Additionally, it is important to determine if the requests themselves were successful (e.g. HTTP 200). Some test software may allow the analyst to configure validation checks on the responses within the test itself. That said, the profiling of average content length metric, usually provides a more accurate view on the expected response from the server.

Test results are not a guarantee of the support for X number of users

Test results only validate the tested workflow. This tested workflow will show throughput for a specific type of request with a corresponding response time. It does not promise or guarantee that the deployment will support X number of users.

Remember, the definition of a user can vary, and can mean different things for different deployments.

Avoid testing shared resources like ArcGIS Online or Google Maps

Free and public service offerings from ArcGIS Online or Google Maps are there for the “community”. Such resources are quite robust and scalable but cannot be performance tuned with respect to every user.

Since they are not directly part of an on-premise deployment, they should be considered an “external” resource. As a result, requests to them should be removed from a load test as the test should focus solely on the capabilities of its own hardware.

Repeatable test results

If the results for a load test against an ArcGIS Server service show similar trends lines across test runs (e.g. the same throughput is achieved around the same point during the test), the resource is generally considered “stable”. Being able to repeat the results for a test is a good characteristic.

When results are not immediately repeatable, the tester/analyst must look deeper and try to understand the inconsistent behavior. It could be that the hardware was being used to service requests other than the test (e.g. another user on the system). Or, if the deployment was on shared infrastructure (e.g. virtualization), the underlying hardware was being utilized for another purpose (other virtual machines were executing resource intensive tasks). For cases such as this, conducting the load tests during non-peak hours might yield more reproducible results showing that the service has the potential to be stable.

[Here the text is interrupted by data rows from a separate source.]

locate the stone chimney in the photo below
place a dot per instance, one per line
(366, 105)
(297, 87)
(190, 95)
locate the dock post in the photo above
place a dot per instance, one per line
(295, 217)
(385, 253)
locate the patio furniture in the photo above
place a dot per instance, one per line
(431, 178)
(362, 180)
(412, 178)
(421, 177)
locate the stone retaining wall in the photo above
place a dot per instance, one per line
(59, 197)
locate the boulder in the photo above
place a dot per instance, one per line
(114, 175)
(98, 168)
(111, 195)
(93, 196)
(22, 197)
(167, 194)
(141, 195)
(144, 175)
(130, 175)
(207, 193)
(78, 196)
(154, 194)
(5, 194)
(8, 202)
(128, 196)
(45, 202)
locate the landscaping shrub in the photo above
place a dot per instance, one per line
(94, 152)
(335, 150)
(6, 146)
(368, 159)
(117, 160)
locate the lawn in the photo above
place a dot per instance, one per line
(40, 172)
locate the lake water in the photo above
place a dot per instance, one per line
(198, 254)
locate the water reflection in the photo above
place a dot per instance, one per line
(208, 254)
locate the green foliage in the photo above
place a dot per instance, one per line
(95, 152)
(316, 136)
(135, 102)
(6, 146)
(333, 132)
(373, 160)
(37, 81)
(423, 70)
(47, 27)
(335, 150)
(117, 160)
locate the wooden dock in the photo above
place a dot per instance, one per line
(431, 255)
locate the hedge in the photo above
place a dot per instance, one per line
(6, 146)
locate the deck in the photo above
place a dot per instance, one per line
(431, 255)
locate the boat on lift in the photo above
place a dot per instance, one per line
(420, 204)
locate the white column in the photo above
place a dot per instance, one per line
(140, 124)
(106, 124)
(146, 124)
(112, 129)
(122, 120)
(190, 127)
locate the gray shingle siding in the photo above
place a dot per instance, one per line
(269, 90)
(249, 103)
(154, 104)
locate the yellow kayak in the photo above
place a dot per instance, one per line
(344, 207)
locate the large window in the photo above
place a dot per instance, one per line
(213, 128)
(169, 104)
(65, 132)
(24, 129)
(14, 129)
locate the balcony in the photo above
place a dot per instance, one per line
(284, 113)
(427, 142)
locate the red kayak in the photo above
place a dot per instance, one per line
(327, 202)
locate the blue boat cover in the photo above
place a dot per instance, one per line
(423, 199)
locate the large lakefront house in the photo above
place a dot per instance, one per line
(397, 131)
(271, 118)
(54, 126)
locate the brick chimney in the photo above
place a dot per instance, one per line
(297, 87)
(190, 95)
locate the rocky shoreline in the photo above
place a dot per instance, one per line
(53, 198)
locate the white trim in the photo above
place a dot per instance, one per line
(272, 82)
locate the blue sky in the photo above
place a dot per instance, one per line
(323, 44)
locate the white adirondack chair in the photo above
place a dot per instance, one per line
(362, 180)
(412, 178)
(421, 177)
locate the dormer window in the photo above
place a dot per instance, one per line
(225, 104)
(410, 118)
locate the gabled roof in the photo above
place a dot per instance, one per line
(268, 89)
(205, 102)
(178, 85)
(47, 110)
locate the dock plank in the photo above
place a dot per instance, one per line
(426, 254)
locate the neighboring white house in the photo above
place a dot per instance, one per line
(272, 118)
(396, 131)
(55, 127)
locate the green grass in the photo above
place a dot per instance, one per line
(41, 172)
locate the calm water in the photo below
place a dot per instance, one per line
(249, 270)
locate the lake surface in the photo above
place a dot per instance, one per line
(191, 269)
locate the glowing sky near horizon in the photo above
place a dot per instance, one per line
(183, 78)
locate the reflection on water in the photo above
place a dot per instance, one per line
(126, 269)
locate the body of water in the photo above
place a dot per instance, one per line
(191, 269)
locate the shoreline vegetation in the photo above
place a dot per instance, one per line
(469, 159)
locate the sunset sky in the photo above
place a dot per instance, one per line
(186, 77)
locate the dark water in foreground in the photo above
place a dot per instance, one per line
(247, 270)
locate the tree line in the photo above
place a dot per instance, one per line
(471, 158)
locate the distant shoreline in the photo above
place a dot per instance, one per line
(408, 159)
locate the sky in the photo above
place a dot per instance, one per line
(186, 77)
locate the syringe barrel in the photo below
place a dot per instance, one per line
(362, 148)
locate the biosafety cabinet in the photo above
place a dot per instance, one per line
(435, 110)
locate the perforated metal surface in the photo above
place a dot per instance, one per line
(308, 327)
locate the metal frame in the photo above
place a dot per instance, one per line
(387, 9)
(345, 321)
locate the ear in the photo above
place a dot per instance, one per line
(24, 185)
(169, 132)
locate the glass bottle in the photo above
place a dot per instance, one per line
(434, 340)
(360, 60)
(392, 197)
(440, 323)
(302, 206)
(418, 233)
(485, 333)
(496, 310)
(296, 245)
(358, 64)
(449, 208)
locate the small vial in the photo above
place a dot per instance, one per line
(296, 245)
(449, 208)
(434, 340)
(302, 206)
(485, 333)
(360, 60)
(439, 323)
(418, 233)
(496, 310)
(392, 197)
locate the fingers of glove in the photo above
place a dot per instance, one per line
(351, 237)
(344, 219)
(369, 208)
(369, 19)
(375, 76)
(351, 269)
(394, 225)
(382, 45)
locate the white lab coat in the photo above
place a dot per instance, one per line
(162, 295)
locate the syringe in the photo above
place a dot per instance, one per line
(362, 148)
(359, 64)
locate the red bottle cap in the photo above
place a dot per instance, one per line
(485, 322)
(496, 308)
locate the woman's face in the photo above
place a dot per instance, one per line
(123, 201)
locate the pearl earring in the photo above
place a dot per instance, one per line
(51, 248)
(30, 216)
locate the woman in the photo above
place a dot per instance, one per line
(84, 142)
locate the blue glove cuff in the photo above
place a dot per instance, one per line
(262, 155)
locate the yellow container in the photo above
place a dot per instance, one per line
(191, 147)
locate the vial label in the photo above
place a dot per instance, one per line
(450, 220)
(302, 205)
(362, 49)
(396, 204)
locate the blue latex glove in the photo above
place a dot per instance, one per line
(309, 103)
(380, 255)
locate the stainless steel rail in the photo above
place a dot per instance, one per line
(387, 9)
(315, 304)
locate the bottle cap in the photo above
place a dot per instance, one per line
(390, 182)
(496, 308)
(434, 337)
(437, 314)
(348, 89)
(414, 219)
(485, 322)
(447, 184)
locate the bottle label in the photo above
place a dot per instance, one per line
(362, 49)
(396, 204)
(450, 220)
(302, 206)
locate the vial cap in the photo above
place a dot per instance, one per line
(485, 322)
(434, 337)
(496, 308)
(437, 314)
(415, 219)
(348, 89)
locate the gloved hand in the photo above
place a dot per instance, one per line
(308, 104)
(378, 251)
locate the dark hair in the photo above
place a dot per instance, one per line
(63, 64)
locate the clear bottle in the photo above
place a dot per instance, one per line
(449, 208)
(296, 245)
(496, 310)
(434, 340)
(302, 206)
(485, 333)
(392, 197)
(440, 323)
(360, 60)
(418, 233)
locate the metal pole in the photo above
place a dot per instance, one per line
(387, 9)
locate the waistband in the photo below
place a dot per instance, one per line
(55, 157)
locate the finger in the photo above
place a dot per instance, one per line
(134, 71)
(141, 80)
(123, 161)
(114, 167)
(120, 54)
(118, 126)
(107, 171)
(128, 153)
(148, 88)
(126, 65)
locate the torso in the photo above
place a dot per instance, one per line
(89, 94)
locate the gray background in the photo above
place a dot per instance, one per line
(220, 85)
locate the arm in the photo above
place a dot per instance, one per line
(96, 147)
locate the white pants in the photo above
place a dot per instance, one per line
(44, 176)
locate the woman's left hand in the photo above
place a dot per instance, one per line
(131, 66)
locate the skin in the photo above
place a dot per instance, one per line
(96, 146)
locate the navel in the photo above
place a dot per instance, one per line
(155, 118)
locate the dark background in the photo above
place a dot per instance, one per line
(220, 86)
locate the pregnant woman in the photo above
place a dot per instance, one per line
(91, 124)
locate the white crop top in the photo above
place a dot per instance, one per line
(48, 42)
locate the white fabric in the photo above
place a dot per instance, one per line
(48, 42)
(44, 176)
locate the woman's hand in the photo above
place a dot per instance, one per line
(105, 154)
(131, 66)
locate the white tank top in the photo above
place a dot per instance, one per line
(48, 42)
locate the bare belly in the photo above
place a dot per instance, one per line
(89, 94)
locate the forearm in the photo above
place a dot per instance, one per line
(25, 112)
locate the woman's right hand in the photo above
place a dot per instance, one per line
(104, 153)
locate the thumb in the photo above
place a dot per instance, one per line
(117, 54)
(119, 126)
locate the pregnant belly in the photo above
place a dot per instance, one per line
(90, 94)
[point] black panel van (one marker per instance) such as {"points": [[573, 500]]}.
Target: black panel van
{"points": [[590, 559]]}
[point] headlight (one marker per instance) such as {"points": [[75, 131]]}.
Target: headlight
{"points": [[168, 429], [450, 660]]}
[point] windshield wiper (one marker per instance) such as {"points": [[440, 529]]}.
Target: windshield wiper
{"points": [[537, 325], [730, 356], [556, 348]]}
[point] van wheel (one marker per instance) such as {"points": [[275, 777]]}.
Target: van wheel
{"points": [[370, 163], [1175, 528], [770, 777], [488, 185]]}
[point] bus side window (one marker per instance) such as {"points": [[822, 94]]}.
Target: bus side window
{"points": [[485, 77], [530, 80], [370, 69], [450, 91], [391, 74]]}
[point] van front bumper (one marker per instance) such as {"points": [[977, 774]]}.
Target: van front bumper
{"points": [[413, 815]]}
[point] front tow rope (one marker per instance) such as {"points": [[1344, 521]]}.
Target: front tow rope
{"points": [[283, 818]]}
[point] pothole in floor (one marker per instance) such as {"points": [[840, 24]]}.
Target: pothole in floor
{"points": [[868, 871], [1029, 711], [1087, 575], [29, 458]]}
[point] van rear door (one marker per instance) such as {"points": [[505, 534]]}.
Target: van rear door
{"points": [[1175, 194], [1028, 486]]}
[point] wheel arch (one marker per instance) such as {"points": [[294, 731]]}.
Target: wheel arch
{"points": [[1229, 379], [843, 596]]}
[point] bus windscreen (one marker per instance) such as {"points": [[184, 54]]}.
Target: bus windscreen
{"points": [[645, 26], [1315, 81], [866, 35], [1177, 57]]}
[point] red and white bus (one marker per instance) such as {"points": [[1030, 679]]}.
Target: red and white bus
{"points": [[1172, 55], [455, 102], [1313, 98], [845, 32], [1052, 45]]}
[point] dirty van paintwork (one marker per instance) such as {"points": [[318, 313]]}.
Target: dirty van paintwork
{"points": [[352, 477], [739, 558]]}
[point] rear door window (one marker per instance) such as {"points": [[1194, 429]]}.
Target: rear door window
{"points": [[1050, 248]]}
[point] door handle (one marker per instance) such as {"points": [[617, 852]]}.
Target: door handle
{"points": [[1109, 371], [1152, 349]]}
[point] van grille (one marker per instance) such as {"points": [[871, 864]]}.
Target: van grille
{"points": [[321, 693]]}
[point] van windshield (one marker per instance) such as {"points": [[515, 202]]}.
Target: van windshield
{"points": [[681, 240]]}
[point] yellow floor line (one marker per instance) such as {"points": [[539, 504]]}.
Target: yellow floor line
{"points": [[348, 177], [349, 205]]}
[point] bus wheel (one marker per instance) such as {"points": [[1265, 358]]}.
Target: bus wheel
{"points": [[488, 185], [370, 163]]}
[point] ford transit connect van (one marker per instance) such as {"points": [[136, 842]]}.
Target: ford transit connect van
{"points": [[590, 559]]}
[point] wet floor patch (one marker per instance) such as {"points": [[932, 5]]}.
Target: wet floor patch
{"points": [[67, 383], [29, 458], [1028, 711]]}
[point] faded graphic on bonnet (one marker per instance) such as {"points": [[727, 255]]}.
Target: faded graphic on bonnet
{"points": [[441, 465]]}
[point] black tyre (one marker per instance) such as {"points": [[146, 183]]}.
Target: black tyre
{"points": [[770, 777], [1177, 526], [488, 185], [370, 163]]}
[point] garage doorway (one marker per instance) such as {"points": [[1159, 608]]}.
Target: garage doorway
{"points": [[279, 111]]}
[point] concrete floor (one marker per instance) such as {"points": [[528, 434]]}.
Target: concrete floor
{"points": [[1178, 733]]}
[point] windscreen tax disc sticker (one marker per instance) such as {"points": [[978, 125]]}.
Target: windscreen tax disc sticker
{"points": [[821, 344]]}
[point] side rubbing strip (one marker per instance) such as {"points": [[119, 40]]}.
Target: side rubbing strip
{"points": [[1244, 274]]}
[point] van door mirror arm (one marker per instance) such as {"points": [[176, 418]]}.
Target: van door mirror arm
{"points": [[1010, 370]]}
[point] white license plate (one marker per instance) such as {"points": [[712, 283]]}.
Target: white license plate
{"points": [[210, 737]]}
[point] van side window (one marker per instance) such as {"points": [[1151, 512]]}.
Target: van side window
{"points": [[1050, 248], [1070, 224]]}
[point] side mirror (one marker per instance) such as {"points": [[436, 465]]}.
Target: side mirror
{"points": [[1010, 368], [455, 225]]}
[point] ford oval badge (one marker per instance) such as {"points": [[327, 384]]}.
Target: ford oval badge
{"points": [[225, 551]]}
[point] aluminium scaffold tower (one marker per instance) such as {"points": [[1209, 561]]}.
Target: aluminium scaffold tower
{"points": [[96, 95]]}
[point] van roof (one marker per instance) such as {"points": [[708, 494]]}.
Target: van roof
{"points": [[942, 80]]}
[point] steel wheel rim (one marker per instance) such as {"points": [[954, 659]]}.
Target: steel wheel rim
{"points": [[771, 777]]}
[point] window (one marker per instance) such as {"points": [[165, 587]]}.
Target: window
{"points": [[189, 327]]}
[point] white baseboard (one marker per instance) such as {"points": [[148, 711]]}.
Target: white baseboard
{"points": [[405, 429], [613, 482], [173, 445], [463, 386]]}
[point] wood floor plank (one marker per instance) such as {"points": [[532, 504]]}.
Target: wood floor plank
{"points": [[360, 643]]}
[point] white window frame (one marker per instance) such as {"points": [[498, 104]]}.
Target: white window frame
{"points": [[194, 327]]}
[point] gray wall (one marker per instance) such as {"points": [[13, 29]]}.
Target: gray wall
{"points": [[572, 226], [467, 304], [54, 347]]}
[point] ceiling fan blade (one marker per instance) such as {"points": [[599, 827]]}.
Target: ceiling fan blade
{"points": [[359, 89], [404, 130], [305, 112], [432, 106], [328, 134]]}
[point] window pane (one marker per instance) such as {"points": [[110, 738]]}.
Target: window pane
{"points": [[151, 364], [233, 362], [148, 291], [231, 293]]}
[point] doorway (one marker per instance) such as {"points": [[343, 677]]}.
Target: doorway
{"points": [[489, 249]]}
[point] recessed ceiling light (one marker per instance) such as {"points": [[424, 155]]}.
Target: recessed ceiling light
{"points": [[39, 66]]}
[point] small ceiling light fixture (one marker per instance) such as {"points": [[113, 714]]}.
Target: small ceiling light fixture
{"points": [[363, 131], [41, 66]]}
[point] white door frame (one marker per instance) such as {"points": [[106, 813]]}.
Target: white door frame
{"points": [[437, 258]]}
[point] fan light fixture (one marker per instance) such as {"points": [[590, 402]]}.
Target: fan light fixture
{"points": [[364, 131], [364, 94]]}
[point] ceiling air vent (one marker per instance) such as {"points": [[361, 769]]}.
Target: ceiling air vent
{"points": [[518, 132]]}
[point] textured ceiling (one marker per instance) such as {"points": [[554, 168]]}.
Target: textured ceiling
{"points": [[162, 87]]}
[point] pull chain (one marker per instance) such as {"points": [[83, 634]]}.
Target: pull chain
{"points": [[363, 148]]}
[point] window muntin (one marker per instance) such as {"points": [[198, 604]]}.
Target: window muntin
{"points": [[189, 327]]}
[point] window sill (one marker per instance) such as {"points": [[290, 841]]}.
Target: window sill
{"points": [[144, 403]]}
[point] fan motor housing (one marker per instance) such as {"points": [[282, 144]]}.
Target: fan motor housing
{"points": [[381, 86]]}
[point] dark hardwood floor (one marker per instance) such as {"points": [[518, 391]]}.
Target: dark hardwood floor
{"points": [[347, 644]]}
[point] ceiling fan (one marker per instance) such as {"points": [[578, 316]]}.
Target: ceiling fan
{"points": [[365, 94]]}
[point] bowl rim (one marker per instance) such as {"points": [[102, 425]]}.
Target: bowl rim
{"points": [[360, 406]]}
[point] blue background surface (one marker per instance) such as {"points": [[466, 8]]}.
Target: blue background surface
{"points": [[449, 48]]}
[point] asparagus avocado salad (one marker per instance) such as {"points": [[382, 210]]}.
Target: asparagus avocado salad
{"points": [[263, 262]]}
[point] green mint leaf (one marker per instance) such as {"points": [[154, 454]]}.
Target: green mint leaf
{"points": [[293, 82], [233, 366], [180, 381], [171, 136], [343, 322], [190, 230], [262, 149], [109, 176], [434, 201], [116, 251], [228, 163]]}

Design of tests/workflows should be realistic and based on what would be expected from a user

Avoid theories and projections; just focus on how the user should be using the application...the anticipated workflow.
Load testing can be easy to do but it can also be easy to expand the testing scope to include unnecessary or unlikely scenarios.

Understand the value

Many times, the path to a good and useful test is as important as the test itself. As an analyst this helps you:

a) Validate the testing procedures

b) Have the greatest ability to explain the results which in turn, both make your test valuable

1) Some individuals will not just ask for results but for analysis and conclusions as well

2) Be prepared to backup these conclusions with data

Keep it simple

Sometimes the most informative testing efforts are simple and not overly complex.